Rezension

Ein interessantes Sammelsurium

Schacht und Hütte - Karl May

Schacht und Hütte
von Karl May

Bewertet mit 5 Sternen

Der vorliegende 72. Band von Karl Mays Gesammelten Werken stellt das bunte Frühwerk aus Mays Redaktionszeiten zusammen. Ein kurzes Vorwort gibt einen Überblick über die Sammlung und klärt ein paar Hintergründe. Jedem Teil des Buches sind weitere kurze Einführungen dieser Art vorangestellt. Sie sind kurz genug, um den Leser nicht zu langweilen und geben trotzdem ein paar Anhaltspunkte für den Interessierten zu weiterer Recherche.

Der Band umfasst eine Kurzgeschichte „Das Gewissen“ mit den typischen May-Elementen, von Tugend und Armut, Reichtum und Bosheit, Schuld und Glauben. Unterhaltsam und doch sind viele seiner späteren Motive bereits vorgezeichnet.

Darauf folgt die Kriminalerzählung „Wanda“. Sie ist umfangreicher und spannend. Fragwürdig bleibt hier, dass sie von Verlagsseite „im Sinne Karl Mays“ geglättet wurde. Mir bis heute unverständlich, warum der Karl-May-Verlag den Lesern diese Bearbeitungen zumutet, statt im Original zu bleiben und mit einem Kommentar zu versehen, in dem Varianten, Hintergründe, Vermutungen und ähnliches dem Interessierten zur Verfügung stehen. In diesem Fall ist es nicht so relevant, bei anderen Werken werden Inhalte und damit der Lesespaß extrem beeinträchtigt.

Mit „Die Fastnachtsnarren“ liegt eine hübsche, unterhaltsame Humoreske vor. Auch wenn sie nicht lang ist, sind die Charaktere lebendig und die ganze Szenerie steht dem Leser sofort vor Augen.

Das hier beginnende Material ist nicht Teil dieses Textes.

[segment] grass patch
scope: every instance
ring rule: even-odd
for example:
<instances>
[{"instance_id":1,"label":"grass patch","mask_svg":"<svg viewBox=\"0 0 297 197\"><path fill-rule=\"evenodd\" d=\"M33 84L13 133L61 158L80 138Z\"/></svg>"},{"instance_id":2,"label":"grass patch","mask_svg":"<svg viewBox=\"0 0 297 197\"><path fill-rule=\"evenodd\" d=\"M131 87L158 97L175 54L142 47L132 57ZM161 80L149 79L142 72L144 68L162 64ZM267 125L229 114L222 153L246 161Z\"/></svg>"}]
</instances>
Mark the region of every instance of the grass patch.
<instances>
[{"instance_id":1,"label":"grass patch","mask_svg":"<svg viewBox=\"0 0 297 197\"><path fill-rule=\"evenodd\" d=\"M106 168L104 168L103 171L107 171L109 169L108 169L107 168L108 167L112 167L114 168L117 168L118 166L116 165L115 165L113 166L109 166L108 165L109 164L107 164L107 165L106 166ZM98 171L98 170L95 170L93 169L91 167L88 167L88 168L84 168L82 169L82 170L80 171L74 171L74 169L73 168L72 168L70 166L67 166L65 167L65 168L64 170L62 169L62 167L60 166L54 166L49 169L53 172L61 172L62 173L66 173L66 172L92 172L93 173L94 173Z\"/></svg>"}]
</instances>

Der umfangreiche zweite Teil des Buches beinhaltet Mays „Gesammelte Aufsätze“ und „Geographische Predigten“. Erstere waren Bestandteil der Zeitschrift „Schacht und Hütte“ die May als ernsthaftes Blatt zur Unterhaltung und Belehrung von Bergarbeitern herausgeben wollte und die von seinem Verleger zu einem durchschnittlichen Unterhaltungsblatt runterreduziert wurde. Die Aufsätze sind aber ganz Mays erstem Ansatz verpflichtet, sehr gut recherchiert, ernsthaft und sachlich. Sie sind nicht in Abenteuergeschichten verpackt wie später seine Erzählungen für die Jugend, sondern als reine Information gedacht, dabei durchaus umfangreich und für den Laien geschrieben ohne anspruchslos zu werden.

Die „Geographischen Predigten“ haben einen eher philosophischen Ton. Das Gedankengut findet man in der einen oder anderen Form auch in seinen Romanen und Erzählungen wieder. Hier ist es gebündelt als ernsthafte Betrachtung und gibt einen guten Einblick in Mays Denken und Fühlen.

Mein Fazit: Eine hochinteressante Zusammenstellung, wobei man sich bewusst sein sollte hier keinen zusammenhängenden Abenteuerroman vorzufinden. Wer May ausschließlich für seine Abenteuer schätzt, wird nach den „Fastnachtsnarren“ keinen weiteren Spaß an diesem Buch haben. Mir gefielen die Predigten und Aufsätze allerdings genauso gut. Ein wunderbarer Einblick in Mays Denken und Fühlen, seine Zeit und die Vorstufen seines Werks. Je mehr ich von ihm und über ihn lese desto mehr finde ich in seinen Werken und entdecke immer wieder neue Seiten an bekannten Abenteuern. Eine klare Leseempfehlung, nicht nur für Fans!